I like this article from USAToday about the music industry not knowing how to handle file sharing. The history of disruptive technology is interesting. Electricity and the kerosene business, cars and buggies, movies and VCRs. Somehow, the industry involved has always adapted to make money a new way.

Rebate Scam

Monday, September 8th, 2003

Rebates are a scam. Everything at Best Buy has a rebate. They put the price in bold big numbers that includes your rebate, with the price you pay at the register in tiny print. I don’t know why I keep sending these things in. They never send me a check.

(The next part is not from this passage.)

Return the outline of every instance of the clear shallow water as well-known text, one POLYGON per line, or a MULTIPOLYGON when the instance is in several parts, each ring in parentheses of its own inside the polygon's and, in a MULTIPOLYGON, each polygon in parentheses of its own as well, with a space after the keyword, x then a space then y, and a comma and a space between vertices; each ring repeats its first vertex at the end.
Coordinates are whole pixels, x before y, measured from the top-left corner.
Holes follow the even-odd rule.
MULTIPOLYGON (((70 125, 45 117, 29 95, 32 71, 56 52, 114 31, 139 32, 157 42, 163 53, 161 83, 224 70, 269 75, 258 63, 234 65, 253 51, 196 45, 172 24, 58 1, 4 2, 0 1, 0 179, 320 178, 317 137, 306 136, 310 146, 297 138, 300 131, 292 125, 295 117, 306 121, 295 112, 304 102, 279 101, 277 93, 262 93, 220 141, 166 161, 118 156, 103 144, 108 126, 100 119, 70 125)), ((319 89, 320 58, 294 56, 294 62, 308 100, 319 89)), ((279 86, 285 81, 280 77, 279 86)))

I bought a Maxtor hard drive with a $50 rebate. I followed the directions precisely, sending in my original UPC by cutting it off the box. Today, they send me a postcard telling me that I won’t get my rebate because I dd not include the original UPC. No problem, they say, just send in the original and they’ll complete the rebate. Ha! How convenient that they “lost” the original. I should be impressed that they even replied instead of counting on me to forget after 3 months.

I needed the drive immediately, so I went to the store, but next time I’ll use the money I save online to FedEx what I need. I like to buy “white box” stuff from mwave. Mwave, I’m sorry I betrayed you!

Slate has an article called the “Great Rebate Scam,” but apparently its author has had some better luck than me.

Star Wars Kid

Tuesday, September 2nd, 2003

I’m surprised the Star Wars kid hasn’t been on CNN by now. swk.gif Or maybe I just missed it. If you haven’t heard of this, read an introduction to the story here. Basically, some 15-year-old kid made a private movie of himself pretending to wield a light sabre, and it got posted to the web and downloaded by millions. The movie has been edited to add special effects, music, and graphics.

Imagine the embarrassment for this kid. People have started funds to send him money, and there’s even a petition to get him a cameo in Episode III. Geez, in my days, if you did something stupid in high school, you only had the student body to contend with. Nowadays, your distress can be made known throughout the world in Internet time.